Posted by Switch Suspension on

The shock absorbers on your car or truck have a pretty important role to play in your suspension. They control the up and down movement of the vehicle, and provide comfort to your ride. Without them, all sorts of things can go south on you real quick, and you can even get into an accident as a result.

But let’s start with the basics: How do you know if your shock absorbers are worn out? Let’s take it step by step.

Push it.

The most obvious and simple way to do it is to give the car a push. Stand next to the corner where you think you’re having the problem. Push down on the top of the fender or bed, and then let go. See how many times it rebounds up and down. A vehicle with working shocks won’t bounce very much — not more than a few cycles — and each bounce will be less than the one prior. But if not, or it keeps moving up and down no matter what, you’ve got a blown shock.

Go for a (safe) drive.

Take the car or truck on a quiet drive around your block. When you get up to around 20 mph, hit the brakes. Does the front end dive down severely when you do? What about when you accelerate? Does the rear end squat like crazy? Both things are indications of worn or busted shock absorbers.

Listen for noises.

Another thing to try on your drive is to listen for any weird noises. Keep an ear out for a clunk, bang, rattle or some noise you don’t normally hear whenever you hit a bump. Open the window and stick your head out a bit to check. If it sounds abnormal, you’ve probably got a problem.

Feel the road.

Still driving? Good (although we hope you’re not reading this and driving). Does your steering wheel shake like crazy when you hit a bump? If your shock absorbers aren’t functioning correctly, the coil won’t absorb the bump enough, and can cause bump steer, shaking the steering wheel.

The same rule applies if you go into a corner and the car dips to the side. If it’s leaning more than usual, something is wrong, and it’s probably the shock absorber.

What do you do about it?

The obvious answer is to replace the shock absorbers, but we don’t mean to be glib about it. Shocks are an important part of the suspension, and if they’re not working right, you’ll have problems with your comfort and your stopping distances. And if you can’t stop, well that’s not going to be a fun time for you and everyone involved.

Replacing shocks can be difficult or it can be easy, it all depends on what you’re driving. If it’s an older vehicle, the shocks and coil springs are likely separate assemblies, which means you can replace the shocks on their own. If you’ve got a new vehicle though, you might have a strut, and that’s a whole other thing.

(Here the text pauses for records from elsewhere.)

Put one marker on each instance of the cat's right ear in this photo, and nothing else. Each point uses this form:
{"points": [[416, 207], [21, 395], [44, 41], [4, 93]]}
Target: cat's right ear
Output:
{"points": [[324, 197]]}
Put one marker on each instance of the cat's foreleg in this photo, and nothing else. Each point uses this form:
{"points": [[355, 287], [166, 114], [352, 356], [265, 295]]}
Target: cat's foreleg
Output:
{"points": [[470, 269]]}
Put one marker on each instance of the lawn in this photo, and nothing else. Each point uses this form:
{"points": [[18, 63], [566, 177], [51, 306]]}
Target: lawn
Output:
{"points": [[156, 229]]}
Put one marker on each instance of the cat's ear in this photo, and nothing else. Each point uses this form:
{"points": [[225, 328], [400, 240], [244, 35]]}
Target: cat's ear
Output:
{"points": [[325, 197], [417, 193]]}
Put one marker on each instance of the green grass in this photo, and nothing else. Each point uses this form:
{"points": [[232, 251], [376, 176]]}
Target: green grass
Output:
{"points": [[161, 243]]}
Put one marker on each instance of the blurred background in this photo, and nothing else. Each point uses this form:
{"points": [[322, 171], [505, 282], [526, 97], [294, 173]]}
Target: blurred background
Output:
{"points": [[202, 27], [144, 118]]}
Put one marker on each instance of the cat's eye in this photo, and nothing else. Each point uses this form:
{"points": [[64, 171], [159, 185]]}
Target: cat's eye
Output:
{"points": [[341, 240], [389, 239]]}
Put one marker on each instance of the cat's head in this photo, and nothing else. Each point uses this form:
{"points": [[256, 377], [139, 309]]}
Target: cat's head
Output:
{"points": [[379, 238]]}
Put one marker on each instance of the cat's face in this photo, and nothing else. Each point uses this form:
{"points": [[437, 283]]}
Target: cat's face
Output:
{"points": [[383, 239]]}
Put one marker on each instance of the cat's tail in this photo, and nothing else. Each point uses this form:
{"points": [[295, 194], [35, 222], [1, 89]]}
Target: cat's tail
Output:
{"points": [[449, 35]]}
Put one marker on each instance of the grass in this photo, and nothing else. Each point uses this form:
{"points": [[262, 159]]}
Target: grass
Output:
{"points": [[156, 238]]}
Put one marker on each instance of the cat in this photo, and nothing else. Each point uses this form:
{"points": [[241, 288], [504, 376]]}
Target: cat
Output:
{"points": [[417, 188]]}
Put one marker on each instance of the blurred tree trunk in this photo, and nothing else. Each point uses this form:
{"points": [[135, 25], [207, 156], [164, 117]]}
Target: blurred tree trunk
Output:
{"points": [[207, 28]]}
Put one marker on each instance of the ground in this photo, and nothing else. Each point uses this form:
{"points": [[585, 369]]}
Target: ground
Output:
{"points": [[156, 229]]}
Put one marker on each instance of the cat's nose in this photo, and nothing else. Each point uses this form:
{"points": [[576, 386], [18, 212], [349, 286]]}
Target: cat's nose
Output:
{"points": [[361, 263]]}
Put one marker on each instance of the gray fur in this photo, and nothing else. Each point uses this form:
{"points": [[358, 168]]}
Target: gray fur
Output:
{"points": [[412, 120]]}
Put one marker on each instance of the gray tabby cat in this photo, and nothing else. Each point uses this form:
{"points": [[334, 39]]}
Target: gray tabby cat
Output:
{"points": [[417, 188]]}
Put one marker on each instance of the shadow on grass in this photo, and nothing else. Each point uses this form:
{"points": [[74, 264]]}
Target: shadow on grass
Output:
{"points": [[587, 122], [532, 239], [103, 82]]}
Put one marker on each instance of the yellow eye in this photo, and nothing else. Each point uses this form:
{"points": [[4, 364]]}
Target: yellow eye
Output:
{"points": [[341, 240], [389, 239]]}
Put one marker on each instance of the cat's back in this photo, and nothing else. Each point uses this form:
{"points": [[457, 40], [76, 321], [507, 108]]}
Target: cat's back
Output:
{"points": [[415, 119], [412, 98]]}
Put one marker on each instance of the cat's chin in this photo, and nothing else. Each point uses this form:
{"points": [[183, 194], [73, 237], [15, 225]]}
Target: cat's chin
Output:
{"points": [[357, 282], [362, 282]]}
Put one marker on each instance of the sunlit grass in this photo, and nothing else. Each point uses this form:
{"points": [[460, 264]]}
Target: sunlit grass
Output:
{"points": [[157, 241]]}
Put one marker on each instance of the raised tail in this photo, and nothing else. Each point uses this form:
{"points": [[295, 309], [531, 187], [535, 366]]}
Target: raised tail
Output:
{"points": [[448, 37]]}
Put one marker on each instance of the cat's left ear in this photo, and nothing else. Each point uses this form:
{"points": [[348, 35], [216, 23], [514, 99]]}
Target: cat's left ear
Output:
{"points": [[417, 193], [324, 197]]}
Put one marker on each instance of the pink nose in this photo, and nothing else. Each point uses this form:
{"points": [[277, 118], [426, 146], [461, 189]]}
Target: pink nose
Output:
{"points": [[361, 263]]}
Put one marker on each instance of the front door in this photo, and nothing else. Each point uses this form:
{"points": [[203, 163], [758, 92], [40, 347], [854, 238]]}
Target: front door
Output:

Struts are shock absorbers that are mated with the coil springs in one assembly. As a result the whole thing is under pressure, so it takes specialized tools to separate the two. Can you do the job at home on your own? Sure. But you’ll need a spring compressor to do it correctly, and you’ll want to get an alignment afterwards, too.

Don’t freak out, but fix it. Soon.

That’s the takeaway here. If your shock absorbers are worn you need to replace them as soon as possible. It’s the safest thing for you and everyone that drives near you, so take the time to make it happen.